La vie du syndicat des rivières
Syndicat des rivières : gérer les milieux aquatiques pour protéger les populations
Rus, ruisselets, ruisseaux, sont les joyaux environnementaux et patrimoniaux de la vallée de l’Aude. Les témoins d’une activité pastorale ancestrale aujourd’hui tournée vers la vigne, le tourisme, les sports d’eaux vives, la pêche et l’énergie hydraulique.
À ce titre sept intercommunalités se sont regroupées pour en gérer les flux, les humeurs et ainsi protéger les populations riveraines. Si l’eau est source de vie, elle est aussi un danger quand les éléments climatiques se déchaînent. Nous avons tous en mémoire les terribles inondations en terres audoises, tout comme les sécheresses successives qui écrasent chaque année davantage nos plaines et nos coteaux. Afin de maîtriser au mieux les cours d’eau dans le cadre d’un entretien et d’une gestion des milieux, le syndicat mixte d’aménagement hydraulique de la Haute Vallée de l’Aude (Smah), créé en 2004, couvre l’amont du bassin versant de l’Aude. Le fleuve Aude et ses affluents irriguent le département éponyme, depuis sa source à 2185m d’altitude dans le massif du Carlit, jusqu’à la mer.
On peut en quelques chiffres évaluer le travail du syndicat des rivières de la Haute Vallée de l’Aude. Depuis sa création ce ne sont pas moins de 15 millions d’euros qui ont été investis sur les 633 kilomètres de cours d’eau, répartis sur près de 1787 km2. Une superficie où vivent 62 200 habitants dans 155 communes. Un large périmètre qui étend ses compétences de l’Ariège aux Pyrénées Orientales, des montagnes audoises aux portes de la cité de Carcassonne. Les missions du syndicat sont multiples. Il doit protéger les personnes et les biens en entretenant les cours d’eau et les ouvrages afin de limiter les crues et les sécheresses tout en préservant les milieux aquatiques et la biodiversité dans le cadre d’une gestion concertée de l’eau.
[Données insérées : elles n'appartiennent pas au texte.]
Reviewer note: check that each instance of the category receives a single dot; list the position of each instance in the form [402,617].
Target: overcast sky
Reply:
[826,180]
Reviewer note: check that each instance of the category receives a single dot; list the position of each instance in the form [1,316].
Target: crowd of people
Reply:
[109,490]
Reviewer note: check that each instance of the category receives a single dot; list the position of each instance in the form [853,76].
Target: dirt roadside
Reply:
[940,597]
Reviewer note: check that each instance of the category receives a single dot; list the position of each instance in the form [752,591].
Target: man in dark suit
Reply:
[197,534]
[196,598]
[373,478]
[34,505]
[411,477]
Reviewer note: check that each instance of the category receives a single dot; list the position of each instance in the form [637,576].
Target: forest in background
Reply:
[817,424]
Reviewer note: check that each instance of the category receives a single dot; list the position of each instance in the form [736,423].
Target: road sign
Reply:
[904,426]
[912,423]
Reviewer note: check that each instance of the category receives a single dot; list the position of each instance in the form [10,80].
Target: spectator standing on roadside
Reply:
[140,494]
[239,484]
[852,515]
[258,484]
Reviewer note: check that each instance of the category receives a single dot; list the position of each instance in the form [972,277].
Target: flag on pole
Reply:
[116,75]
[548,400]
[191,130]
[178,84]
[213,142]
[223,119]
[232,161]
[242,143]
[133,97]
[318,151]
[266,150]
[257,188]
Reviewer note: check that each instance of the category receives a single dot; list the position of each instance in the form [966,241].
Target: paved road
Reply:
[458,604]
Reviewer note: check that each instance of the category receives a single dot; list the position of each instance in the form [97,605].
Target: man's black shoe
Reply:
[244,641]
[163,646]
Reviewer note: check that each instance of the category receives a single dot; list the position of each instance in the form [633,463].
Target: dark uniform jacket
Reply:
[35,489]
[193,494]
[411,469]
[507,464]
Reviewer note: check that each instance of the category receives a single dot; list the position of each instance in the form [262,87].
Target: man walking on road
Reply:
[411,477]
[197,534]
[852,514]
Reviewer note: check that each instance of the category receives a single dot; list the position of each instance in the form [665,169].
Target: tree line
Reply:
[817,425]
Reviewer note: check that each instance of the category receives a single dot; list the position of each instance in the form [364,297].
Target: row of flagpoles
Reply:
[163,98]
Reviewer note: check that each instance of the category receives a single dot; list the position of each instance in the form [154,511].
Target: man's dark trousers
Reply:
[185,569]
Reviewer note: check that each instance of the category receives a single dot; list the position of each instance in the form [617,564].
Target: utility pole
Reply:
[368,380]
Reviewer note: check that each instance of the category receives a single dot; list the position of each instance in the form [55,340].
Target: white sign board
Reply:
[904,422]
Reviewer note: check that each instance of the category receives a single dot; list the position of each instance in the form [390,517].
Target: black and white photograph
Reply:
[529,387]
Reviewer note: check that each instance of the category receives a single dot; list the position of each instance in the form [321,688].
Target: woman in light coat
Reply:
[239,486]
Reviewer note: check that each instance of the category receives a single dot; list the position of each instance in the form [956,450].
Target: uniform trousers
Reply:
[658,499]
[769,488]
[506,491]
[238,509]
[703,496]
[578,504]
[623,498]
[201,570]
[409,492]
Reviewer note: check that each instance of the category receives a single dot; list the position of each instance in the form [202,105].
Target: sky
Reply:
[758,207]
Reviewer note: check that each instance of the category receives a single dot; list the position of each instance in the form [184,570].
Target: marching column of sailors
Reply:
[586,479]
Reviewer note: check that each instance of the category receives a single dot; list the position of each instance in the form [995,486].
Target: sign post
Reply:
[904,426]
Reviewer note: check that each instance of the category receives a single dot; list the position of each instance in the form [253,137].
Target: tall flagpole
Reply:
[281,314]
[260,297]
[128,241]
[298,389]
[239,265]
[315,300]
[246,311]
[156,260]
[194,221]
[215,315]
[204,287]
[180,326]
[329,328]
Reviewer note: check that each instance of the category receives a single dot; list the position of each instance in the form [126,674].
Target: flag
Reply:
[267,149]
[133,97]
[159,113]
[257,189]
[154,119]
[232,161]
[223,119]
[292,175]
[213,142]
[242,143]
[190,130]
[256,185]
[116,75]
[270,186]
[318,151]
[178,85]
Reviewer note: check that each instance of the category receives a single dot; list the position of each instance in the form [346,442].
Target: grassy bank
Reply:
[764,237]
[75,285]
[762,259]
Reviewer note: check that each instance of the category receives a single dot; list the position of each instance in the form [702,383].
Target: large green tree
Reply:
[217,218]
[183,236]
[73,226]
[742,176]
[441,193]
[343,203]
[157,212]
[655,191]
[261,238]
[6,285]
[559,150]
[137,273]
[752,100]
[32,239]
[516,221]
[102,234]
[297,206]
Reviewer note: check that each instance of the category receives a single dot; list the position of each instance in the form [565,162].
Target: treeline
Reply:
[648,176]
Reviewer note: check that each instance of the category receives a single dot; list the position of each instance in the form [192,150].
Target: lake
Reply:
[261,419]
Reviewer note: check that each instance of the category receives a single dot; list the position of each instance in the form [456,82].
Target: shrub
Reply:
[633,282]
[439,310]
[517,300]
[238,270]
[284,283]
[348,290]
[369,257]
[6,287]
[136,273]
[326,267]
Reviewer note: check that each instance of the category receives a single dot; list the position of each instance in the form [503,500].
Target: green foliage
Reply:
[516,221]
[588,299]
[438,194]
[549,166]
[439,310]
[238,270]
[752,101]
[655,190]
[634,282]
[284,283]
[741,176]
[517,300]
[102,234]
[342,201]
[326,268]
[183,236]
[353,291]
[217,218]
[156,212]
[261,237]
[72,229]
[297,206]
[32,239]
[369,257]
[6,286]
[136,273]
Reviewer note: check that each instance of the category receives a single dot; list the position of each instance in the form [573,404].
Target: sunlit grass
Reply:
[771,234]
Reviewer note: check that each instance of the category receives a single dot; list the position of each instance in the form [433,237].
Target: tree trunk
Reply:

Sur le terrain, les bûcherons du Smah avec l’aide d’entreprises locales prélèvent, déplacent les sédiments accumulés dans les lits des rivières, ôtent les embâcles afin de prévenir au maximum les risques d’inondations. Elles limitent l’érosion des berges et s’emploient à préserver les zones humides, matrices des écosystèmes. Pour éviter le pire il est parfois utile de rendre sa liberté à un cours d’eau. Pour se faire, le syndicat achète des parcelles sur les rives et ainsi l’eau pourra, en cas de crue, perdre de sa puissance en s’étalant sans dommages dans ses nouveaux méandres façonnés par les équipes du syndicat des rivières.